„Kalldewey, Farce“ von Botho Strauß in der Studiobühne des Maxim Gorki Theaters Berlin, Regie Marc Zurmühle

 

 

Spektakel der Liebe

 

Der geneigte, hoffentlich geduldige Zuschauer, der sich bis Punkt 20 Uhr vor verschlossener Tür die Fü­ße vertreten muß, darf in der Studiobüh­ne des Maxim Gorki Theaters Berlin am Rande eines überdimensionalen Schuh­kartons Platz nehmen, dessen Deckel nach oben hin geöffnet und dessen Inneres hell beleuchtet ist. Aufregend schon der Blick in diesen ungewöhnlichen Spiel­raum (Bühne Hansjörg Härtung), bevöl­kert mit Lynn, der Geigerin, und Hans, dem Flötisten. Motive aus »Orpheus in der Unterwelt« von Offenbach erklingen und stimmen ein auf das manische The­ma des Botho Strauß: die scheinbar ewig gleiche, nämlich gestörte Beziehung zwi­schen »Frau« und »Mann«.

Zwar hat der Dichter soeben am Zür­cher Schauspielhaus so etwas wie einen Gegenentwurf vorgestellt, nämlich mit »Kuß des Vergessens« ein Stück, in dem der »menschliche Vierfuß« vorgeführt wird, das auf Erden »höchstentwickelte Lebewesen«, ein Paar, das trotz moder­ner, debiler Gesellschaft gelingendes menschliches Zusammenleben zelebriert; aber im Grunde seines Herzens glaubt Strauß nicht an solch wunderliches Mär­chen. Er bleibt der ästhetische Apologet des Scheiterns, bei ihm komprimiert im Unvermögen von »Frau« und »Mann«, eine währende, Konflikte überdauernde menschliche, gar eine Beziehung der Lie­be einzugehen.
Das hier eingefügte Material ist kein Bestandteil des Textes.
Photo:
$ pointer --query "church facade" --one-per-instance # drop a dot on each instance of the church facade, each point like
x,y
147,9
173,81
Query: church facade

Gründe fürs Nichtgelingen gibt es un­zählige, von denen der Autor 1981 in sei­ner Farce »Kalldewey« eine kunterbunte Mischung ausbreitete, zusammengestellt und gesehen vor allem unter dem Aspekt, wie hochgradig grotesk, ja wahnsinnig absurd es zwischen den Paaren hergehen kann. Und Regisseur Mark Zurmühle, am Ort schon erfolgreich mit Tennessee Wil­liams' »Glasmenagerie«, hat eine glückliche Hand beim unbekümmert theatralen Fixieren des banal Widersprüchlichen Status quo zwischen den Geschlechtern.

Zum Auftakt: Trennung! Geigerin und Flötist verabschieden sich mit allen Be­teuerungen von Liebe. Der Mann ver­wickelt sich alsbald in den Haushalt, wird ein keifender Sklave der Waschmaschine. Die Frau findet flüchtigen Trost bei zwei ordinären Emanzen, den zerstrittenen Lesben Katrin und Meret. Mit ihnen heim­sucht sie ihren Hans. Bei der Gelegenheit vergewaltigt Katrin den Mann, dann wird er von den rachsüchtigen Weibern zer­sägt und in der Waschmaschine entsorgt... Nun begreift die Frau, wie sehr sie ihn liebt; weswegen er aufersteht und der Liebes-Zirkus von vorn beginnt. Inzwischen sind die Lesben in therapeu­tischer Behandlung, wo sich ihnen ein Unbekannter anschließt, Kalldewey, mit dem sie zu Lynns Geburtstag erscheinen. Der mysteriöse Fremde, ein Experte ob­szöner Witze, stößt sie ab, so lange er anwesend, sie finden ihn faszinierend, als er verschwunden ist - ein Traum­mann, das unerreichbare Ideal.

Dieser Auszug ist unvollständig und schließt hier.